Короче, напросился я на чашку кофе по-турецки, что подразумевало, как минимум, временное отсутствие мужа. Ребенок остался в песочнице — одно из преимуществ Маалухи — дети здесь растут на улицах без родительского надзора. Каких-нибудь десяти метров не хватило для приятного завершения этого позднего утра. Метастаз ленкиного Клуба с радостным воплем: «Я заблудился!» метнулся к нам из-под арки. Смуглянка моя инстинктивно шарахнулась от большого мальчика с совочком — Умница был в пляжных шортах и с утренней лопатой, хорошо, хоть без погребального пакета.

— Боря! — сказал он плаксивым траурным голосом, беспардонно упершись взглядом в обтянутые «тайцами» ноги моей спутницы. — А кто эта прекрасная креолка? Твой агент-информатор? Что ты успел узнать?

Я не стал отказываться от подброшенной Умницей версии. Все-таки он был очень болтлив.

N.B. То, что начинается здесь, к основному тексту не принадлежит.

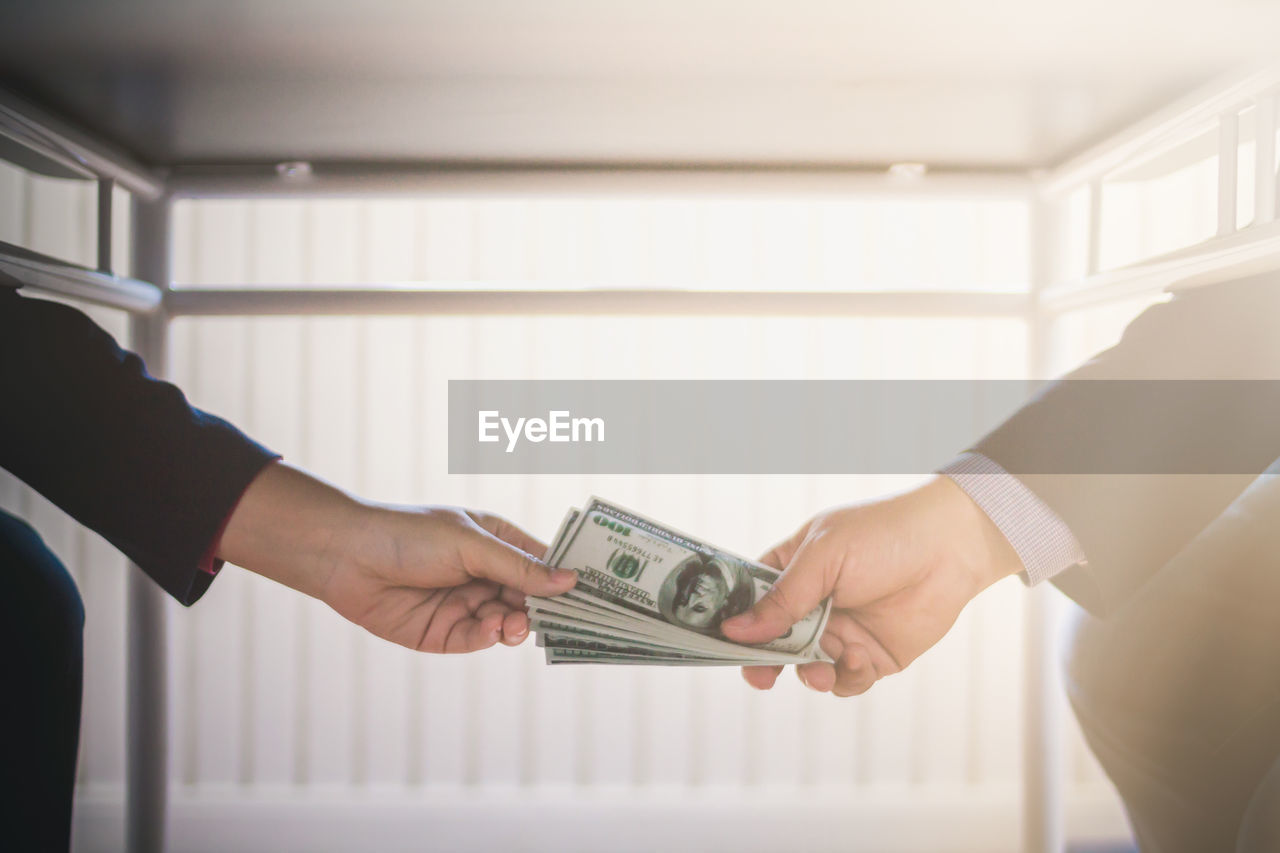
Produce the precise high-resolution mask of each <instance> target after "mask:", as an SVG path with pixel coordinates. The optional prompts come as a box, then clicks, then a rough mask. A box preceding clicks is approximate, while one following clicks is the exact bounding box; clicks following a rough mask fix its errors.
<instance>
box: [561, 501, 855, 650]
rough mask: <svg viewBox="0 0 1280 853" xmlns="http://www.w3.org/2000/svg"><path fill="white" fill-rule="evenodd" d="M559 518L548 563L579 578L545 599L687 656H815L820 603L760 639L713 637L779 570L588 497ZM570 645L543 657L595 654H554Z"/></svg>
mask: <svg viewBox="0 0 1280 853" xmlns="http://www.w3.org/2000/svg"><path fill="white" fill-rule="evenodd" d="M566 520H567V521H568V525H567V528H564V529H563V532H562V533H558V534H557V539H556V543H554V546H553V548H552V551H550V556H549V558H548V562H549V564H550V565H553V566H557V567H564V569H573V570H576V571H577V575H579V581H577V585H576V587H575V588H573V589H572V590H571V592H570V593H567V594H566V596H563V597H557V598H556V599H549V601H559V599H561V598H564V599H567V602H568V603H572V605H576V606H577V607H579V608H580V610H588V611H596V612H599V613H600V615H602V616H605V617H608V621H609V624H614V625H620V626H621V625H630V626H639V625H649V626H652V629H653V630H654V631H657V634H652V637H653V638H660V639H662V640H663V642H664V643H666V644H669V646H673V647H682V648H686V649H689V653H690V654H696V656H701V654H704V653H705V654H707V656H717V652H718V653H719V654H718V656H723V657H727V656H728V654H730V653H732V654H733V656H735V662H736V658H737V657H740V656H741V654H742V653H763V654H762V657H765V656H768V657H772V656H774V654H782V656H786V657H787V658H788V661H794V660H796V658H800V660H814V658H818V657H820V656H822V654H820V649H819V648H818V639H819V638H820V637H822V630H823V628H824V626H826V622H827V615H828V612H829V607H831V603H829V601H828V602H823V605H822V606H819V607H817V608H814V611H813V612H810V613H809V615H806V616H805V617H804V619H801V620H800V621H799V622H796V624H795V625H792V626H791V630H790V631H787V634H785V635H783V637H780V638H778V639H776V640H772V642H769V643H763V644H759V646H751V647H749V646H740V644H736V643H728V642H727V640H724V639H723V637H722V635H721V631H719V626H721V622H723V621H724V620H726V619H728V617H730V616H735V615H737V613H741V612H744V611H746V610H749V608H750V607H751V606H753V605H755V602H756V601H759V599H760V598H762V597H763V596H764V594H765V593H767V592H768V590H769V588H771V587H773V584H774V583H776V581H777V579H778V576H780V573H778V571H776V570H773V569H771V567H768V566H765V565H762V564H759V562H755V561H751V560H746V558H744V557H740V556H737V555H733V553H730V552H727V551H723V549H721V548H716V547H714V546H710V544H708V543H705V542H701V540H699V539H695V538H694V537H690V535H687V534H684V533H681V532H678V530H676V529H673V528H669V526H667V525H663V524H659V523H657V521H653V520H650V519H646V517H644V516H641V515H640V514H637V512H632V511H630V510H626V508H623V507H620V506H617V505H614V503H611V502H608V501H603V500H600V498H595V497H593V498H591V500H590V501H589V502H588V503H586V506H585V507H582V510H581V512H580V514H579V515H577V516H576V517H572V511H571V512H570V515H568V516H566ZM707 640H716V643H717V646H719V644H723V646H728V647H731V648H732V652H730V651H728V649H723V648H717V649H714V651H712V649H708V648H707ZM703 649H705V652H704V651H703ZM553 651H554V652H557V654H556V656H552V654H550V652H553ZM570 651H571V649H548V660H553V657H554V658H556V660H557V661H558V660H563V658H566V657H572V658H575V660H581V657H584V656H585V654H588V653H600V654H604V652H591V651H590V649H584V648H579V649H572V651H573V652H579V653H580V654H573V656H566V654H559V652H566V653H567V652H570ZM611 657H612V654H611ZM724 662H730V661H728V660H726V661H724ZM762 662H763V661H762Z"/></svg>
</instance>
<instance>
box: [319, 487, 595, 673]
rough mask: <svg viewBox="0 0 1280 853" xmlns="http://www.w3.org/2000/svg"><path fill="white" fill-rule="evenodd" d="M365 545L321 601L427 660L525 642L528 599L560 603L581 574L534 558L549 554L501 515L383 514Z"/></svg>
mask: <svg viewBox="0 0 1280 853" xmlns="http://www.w3.org/2000/svg"><path fill="white" fill-rule="evenodd" d="M367 542H369V544H366V546H365V548H364V549H362V553H361V555H360V557H358V558H357V560H355V561H349V562H343V564H340V565H338V566H335V570H334V573H333V574H332V575H330V578H329V580H328V583H326V584H325V588H324V590H323V593H321V594H320V596H319V597H320V598H321V599H324V601H325V602H328V603H329V606H330V607H333V608H334V610H335V611H338V612H339V613H342V615H343V616H346V617H347V619H349V620H351V621H353V622H356V624H357V625H361V626H364V628H366V629H367V630H370V631H371V633H374V634H376V635H379V637H381V638H383V639H388V640H390V642H393V643H398V644H401V646H407V647H410V648H415V649H419V651H421V652H475V651H479V649H483V648H488V647H490V646H493V644H495V643H498V642H499V640H500V642H503V643H506V644H507V646H517V644H520V643H521V642H522V640H524V639H525V637H527V635H529V616H527V615H526V613H525V594H526V593H529V594H536V596H554V594H558V593H562V592H564V590H567V589H570V588H571V587H572V585H573V581H575V578H576V575H575V574H573V573H572V571H567V570H562V569H556V570H552V569H548V567H547V565H545V564H543V562H539V561H538V560H535V558H534V557H532V556H531V555H535V553H538V555H540V553H543V552H545V551H547V546H545V544H544V543H541V542H539V540H538V539H535V538H534V537H531V535H529V534H527V533H525V532H524V530H521V529H520V528H517V526H516V525H513V524H511V523H509V521H507V520H504V519H502V517H498V516H495V515H488V514H484V512H475V511H472V510H457V508H453V507H422V508H416V510H399V508H380V510H378V511H376V512H375V516H374V520H372V521H371V523H370V535H369V538H367Z"/></svg>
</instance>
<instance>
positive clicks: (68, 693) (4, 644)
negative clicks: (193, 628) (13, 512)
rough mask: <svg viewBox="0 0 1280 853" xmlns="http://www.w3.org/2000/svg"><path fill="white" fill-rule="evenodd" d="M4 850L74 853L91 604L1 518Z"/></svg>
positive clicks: (13, 525) (0, 616)
mask: <svg viewBox="0 0 1280 853" xmlns="http://www.w3.org/2000/svg"><path fill="white" fill-rule="evenodd" d="M0 579H3V583H4V587H3V592H0V731H4V743H5V744H6V747H5V749H4V752H3V754H0V849H5V850H65V849H68V848H69V845H70V826H72V794H73V789H74V785H76V751H77V744H78V740H79V712H81V672H82V665H83V628H84V607H83V605H82V603H81V598H79V593H78V592H77V589H76V581H73V580H72V578H70V575H69V574H67V569H64V567H63V565H61V562H59V560H58V557H55V556H54V555H52V552H51V551H49V548H46V547H45V543H44V542H41V539H40V537H38V535H37V534H36V532H35V530H32V529H31V528H29V526H28V525H27V524H24V523H23V521H19V520H18V519H15V517H13V516H12V515H8V514H5V512H0Z"/></svg>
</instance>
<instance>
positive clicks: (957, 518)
mask: <svg viewBox="0 0 1280 853" xmlns="http://www.w3.org/2000/svg"><path fill="white" fill-rule="evenodd" d="M923 489H924V491H927V492H928V493H929V494H931V500H932V501H933V503H934V506H936V507H937V512H938V516H940V519H938V529H940V530H942V532H943V533H942V535H943V537H945V544H943V547H945V548H946V549H947V553H948V558H950V561H951V562H952V565H954V569H955V571H957V573H960V574H963V575H964V576H965V578H966V580H968V583H969V585H970V588H972V592H973V596H977V594H978V593H979V592H982V590H983V589H986V588H987V587H989V585H992V584H993V583H996V581H997V580H1002V579H1004V578H1007V576H1009V575H1014V574H1018V573H1019V571H1021V569H1023V564H1021V560H1020V558H1019V557H1018V552H1016V551H1014V547H1012V546H1011V544H1010V543H1009V539H1006V538H1005V534H1004V533H1001V532H1000V528H998V526H996V524H995V523H993V521H992V520H991V517H989V516H988V515H987V514H986V512H984V511H983V510H982V507H980V506H978V503H975V502H974V500H973V498H972V497H969V494H968V493H966V492H965V491H964V489H961V488H960V487H959V485H956V483H955V482H954V480H952V479H951V478H948V476H937V478H934V479H933V480H931V482H929V483H928V484H927V485H924V487H923Z"/></svg>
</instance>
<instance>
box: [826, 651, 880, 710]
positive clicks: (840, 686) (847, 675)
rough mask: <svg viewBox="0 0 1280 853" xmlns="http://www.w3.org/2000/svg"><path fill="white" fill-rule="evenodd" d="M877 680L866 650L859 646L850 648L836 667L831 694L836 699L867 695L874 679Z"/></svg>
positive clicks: (875, 680)
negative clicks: (838, 697) (835, 695)
mask: <svg viewBox="0 0 1280 853" xmlns="http://www.w3.org/2000/svg"><path fill="white" fill-rule="evenodd" d="M877 678H879V676H878V675H877V672H876V667H874V666H873V665H872V661H870V656H868V654H867V649H864V648H861V647H860V646H851V647H850V648H849V649H847V651H846V652H845V653H844V654H842V656H841V658H840V665H838V666H836V681H835V684H833V685H832V688H831V692H832V693H833V694H835V695H838V697H850V695H860V694H863V693H867V690H869V689H870V686H872V685H873V684H876V679H877Z"/></svg>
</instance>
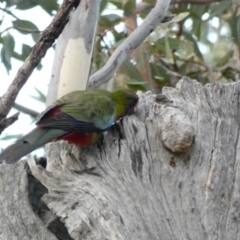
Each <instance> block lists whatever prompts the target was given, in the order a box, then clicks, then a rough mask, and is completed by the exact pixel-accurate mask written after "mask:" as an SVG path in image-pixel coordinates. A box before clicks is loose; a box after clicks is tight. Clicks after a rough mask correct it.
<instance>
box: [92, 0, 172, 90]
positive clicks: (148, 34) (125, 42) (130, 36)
mask: <svg viewBox="0 0 240 240" xmlns="http://www.w3.org/2000/svg"><path fill="white" fill-rule="evenodd" d="M169 4H170V0H158V1H157V3H156V6H155V7H154V8H153V9H152V11H151V12H150V13H149V14H148V16H147V17H146V18H145V20H144V21H143V23H142V24H141V25H140V26H139V27H138V28H137V29H136V30H135V31H133V33H132V34H131V35H130V36H129V37H128V38H127V39H126V40H125V41H124V42H123V43H122V44H121V45H120V46H119V47H118V48H117V49H116V51H115V52H114V53H113V54H112V56H111V57H110V58H109V60H108V61H107V63H106V64H105V66H104V67H103V68H102V69H100V70H99V71H97V72H96V73H94V74H93V75H92V76H91V77H90V79H89V83H88V87H89V88H97V87H98V86H100V85H101V84H103V83H105V82H107V81H108V80H109V79H111V78H112V77H113V76H114V74H115V72H116V71H117V69H118V68H119V66H120V65H121V64H122V62H123V61H124V60H125V59H126V57H127V55H129V54H130V53H131V52H132V51H133V50H134V49H135V48H137V47H138V46H139V45H140V44H141V43H142V42H143V41H144V39H145V38H146V37H147V36H149V34H150V33H151V32H152V31H153V30H154V29H155V28H156V26H157V25H158V24H159V23H160V22H161V21H162V20H163V19H164V17H165V15H166V12H167V9H168V7H169Z"/></svg>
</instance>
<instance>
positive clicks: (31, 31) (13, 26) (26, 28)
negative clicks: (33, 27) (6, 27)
mask: <svg viewBox="0 0 240 240" xmlns="http://www.w3.org/2000/svg"><path fill="white" fill-rule="evenodd" d="M13 28H14V29H17V30H20V31H23V32H27V33H41V32H42V31H40V30H35V29H29V28H22V27H19V26H18V25H13Z"/></svg>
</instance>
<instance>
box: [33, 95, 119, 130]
mask: <svg viewBox="0 0 240 240" xmlns="http://www.w3.org/2000/svg"><path fill="white" fill-rule="evenodd" d="M114 116H115V107H114V103H113V101H112V100H111V99H110V98H109V97H108V96H104V95H100V96H98V95H96V94H95V95H94V94H88V95H85V96H84V98H83V97H81V96H80V98H77V99H75V100H74V101H73V99H72V100H71V101H70V102H67V103H60V104H59V105H55V106H53V107H51V108H49V109H48V110H47V111H45V112H44V114H42V115H41V116H40V119H39V121H38V122H37V125H39V126H42V127H48V128H60V129H64V130H66V131H71V132H86V133H89V132H96V131H104V130H105V129H107V128H109V127H110V126H111V125H112V124H113V123H114V120H115V118H114Z"/></svg>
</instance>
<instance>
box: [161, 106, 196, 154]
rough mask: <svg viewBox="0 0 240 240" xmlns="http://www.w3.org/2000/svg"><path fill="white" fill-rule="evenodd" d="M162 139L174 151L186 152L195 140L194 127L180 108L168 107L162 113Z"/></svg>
mask: <svg viewBox="0 0 240 240" xmlns="http://www.w3.org/2000/svg"><path fill="white" fill-rule="evenodd" d="M161 115H162V121H161V140H162V143H163V145H164V146H165V147H166V148H167V149H168V150H170V151H171V152H173V153H185V152H188V151H189V149H190V148H191V146H192V144H193V140H194V127H193V125H192V123H191V121H190V119H189V118H188V116H186V115H185V114H184V113H183V112H181V111H180V110H178V109H176V108H173V107H167V108H165V109H164V110H163V111H162V113H161Z"/></svg>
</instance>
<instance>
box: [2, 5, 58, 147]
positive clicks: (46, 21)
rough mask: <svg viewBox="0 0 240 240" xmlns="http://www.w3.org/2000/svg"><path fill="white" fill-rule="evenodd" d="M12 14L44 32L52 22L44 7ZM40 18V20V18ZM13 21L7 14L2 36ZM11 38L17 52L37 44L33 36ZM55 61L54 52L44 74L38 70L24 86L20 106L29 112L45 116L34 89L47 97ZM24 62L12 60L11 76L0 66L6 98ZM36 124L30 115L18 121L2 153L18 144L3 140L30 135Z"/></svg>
mask: <svg viewBox="0 0 240 240" xmlns="http://www.w3.org/2000/svg"><path fill="white" fill-rule="evenodd" d="M0 7H4V6H3V4H0ZM12 12H14V14H15V15H16V16H18V17H19V18H20V19H22V20H29V21H32V22H33V23H34V24H35V25H37V26H38V28H39V30H44V29H45V28H46V27H47V26H48V25H49V24H50V22H51V19H52V17H51V16H49V15H48V14H47V13H46V12H45V11H44V10H42V9H41V8H40V7H35V8H33V9H30V10H27V11H26V10H25V11H20V10H17V9H14V8H13V9H12ZM2 14H3V13H2V12H1V11H0V19H1V18H2ZM36 16H38V17H37V18H36ZM11 20H14V19H13V18H12V17H10V16H9V15H7V14H4V21H3V24H2V25H1V26H0V32H2V31H3V30H4V29H6V28H8V27H10V26H11V25H12V23H11ZM9 33H10V34H11V35H13V37H14V38H15V40H16V41H15V51H17V52H19V53H21V48H22V44H23V43H25V44H27V45H29V46H33V45H34V41H33V40H32V37H31V35H30V34H27V35H22V34H20V33H18V31H16V30H13V29H11V30H10V31H9ZM53 59H54V50H53V49H52V48H50V49H49V50H48V52H47V54H46V56H45V57H44V58H43V60H42V62H41V63H42V65H43V67H42V69H41V70H40V71H38V70H36V69H35V70H34V72H33V73H32V75H31V76H30V78H29V79H28V81H27V83H26V84H25V85H24V87H23V88H22V90H21V91H20V94H19V95H18V97H17V100H16V103H18V104H21V105H23V106H25V107H27V108H30V109H34V110H35V111H37V112H42V111H43V110H44V109H45V104H44V103H40V102H39V101H37V100H35V99H34V98H32V97H31V96H34V95H35V96H36V91H35V90H34V88H37V89H38V90H40V91H41V92H43V93H44V94H46V93H47V89H48V84H49V80H50V76H51V69H52V63H53ZM22 64H23V63H22V62H20V61H17V60H14V59H12V70H11V71H10V72H9V74H8V73H7V71H6V69H5V67H4V65H3V64H2V62H0V72H1V76H0V86H1V87H0V96H2V95H3V94H4V93H5V92H6V90H7V88H8V87H9V85H10V84H11V82H12V81H13V79H14V77H15V76H16V73H17V71H18V69H19V68H20V67H21V66H22ZM15 112H17V110H15V109H13V110H11V112H10V114H9V116H10V115H12V114H13V113H15ZM34 126H35V125H34V122H33V120H32V119H31V118H30V117H29V116H28V115H26V114H23V113H20V116H19V120H18V121H16V122H15V123H14V124H13V125H11V126H10V127H8V128H7V129H6V130H5V131H4V132H3V133H2V135H1V136H0V149H2V148H5V147H6V146H8V145H9V144H10V143H11V142H13V141H14V138H13V139H11V140H1V138H4V137H6V136H7V135H18V134H23V133H27V132H29V131H30V130H31V129H33V128H34Z"/></svg>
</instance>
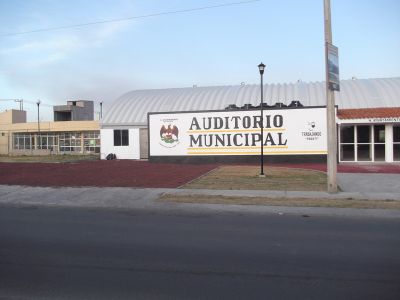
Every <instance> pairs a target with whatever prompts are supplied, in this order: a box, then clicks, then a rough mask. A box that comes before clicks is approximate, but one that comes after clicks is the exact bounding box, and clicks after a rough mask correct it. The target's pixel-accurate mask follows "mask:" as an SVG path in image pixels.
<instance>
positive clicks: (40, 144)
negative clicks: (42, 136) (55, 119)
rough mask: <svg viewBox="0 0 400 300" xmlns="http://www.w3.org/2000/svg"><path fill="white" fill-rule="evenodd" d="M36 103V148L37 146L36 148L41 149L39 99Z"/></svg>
mask: <svg viewBox="0 0 400 300" xmlns="http://www.w3.org/2000/svg"><path fill="white" fill-rule="evenodd" d="M36 104H37V106H38V138H39V140H38V143H37V148H38V149H41V143H42V141H41V137H40V119H39V105H40V100H38V101H37V102H36Z"/></svg>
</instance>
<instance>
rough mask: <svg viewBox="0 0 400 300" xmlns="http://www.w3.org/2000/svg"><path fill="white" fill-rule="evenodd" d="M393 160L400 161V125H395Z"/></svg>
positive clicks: (393, 140)
mask: <svg viewBox="0 0 400 300" xmlns="http://www.w3.org/2000/svg"><path fill="white" fill-rule="evenodd" d="M393 160H394V161H400V125H394V126H393Z"/></svg>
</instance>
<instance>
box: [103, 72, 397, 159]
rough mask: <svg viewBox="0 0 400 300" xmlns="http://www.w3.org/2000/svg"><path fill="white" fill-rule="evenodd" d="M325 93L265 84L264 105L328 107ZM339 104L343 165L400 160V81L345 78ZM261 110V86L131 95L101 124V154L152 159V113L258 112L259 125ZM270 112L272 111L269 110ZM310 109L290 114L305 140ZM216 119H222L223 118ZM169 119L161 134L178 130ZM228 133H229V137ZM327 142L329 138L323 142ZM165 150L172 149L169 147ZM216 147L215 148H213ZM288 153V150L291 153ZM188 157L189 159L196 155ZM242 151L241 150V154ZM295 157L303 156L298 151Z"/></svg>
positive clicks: (207, 88)
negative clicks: (180, 112) (252, 109)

— Вот и замечательно! — обрадовался Умница. — Тебе такие уже, наверное, приелись. А для меня — экзотика! Так что познакомь нас, раз у вас все равно служебные отношения.

— Умница, — взмолился я, — отвали! Ты мне мешаешь!

Умница укоризненно посмотрел на меня, как кот, вынужденный воровать мясо, потому что добром хозяин не дает, и перешел на иврит. Он поведал трогательную историю о банке из-под кофе, полной окурков, которую скот-хозяин даже не считает нужным выбросить, заставляя этим заниматься жену — прекрасную, кстати, тонкую, умную и очень-очень красивую женщину…

В результате мы попили кофе втроем, Умница декламировал какие-то газели и диваны в подлиннике, хозяйка внимала и восхищалась его багдадским произношением, а я сидел, как у телевизора, не переключающегося с арабского канала. Когда я увидел в зеркале, что лицо мое начало приобретать специфическое выражение восточного кинозлодея, то молча встал и ушел по-английски.

5. Кунаки влюбленного джигита

У подъезда стоял запыленный гнедой «Форд» Вувоса. Капот был теплый, на нем появилась еще одна вмятина от камня.

— Ты Фимку не видел? Он куда-то пропал! — кинулась мне навстречу Ленка.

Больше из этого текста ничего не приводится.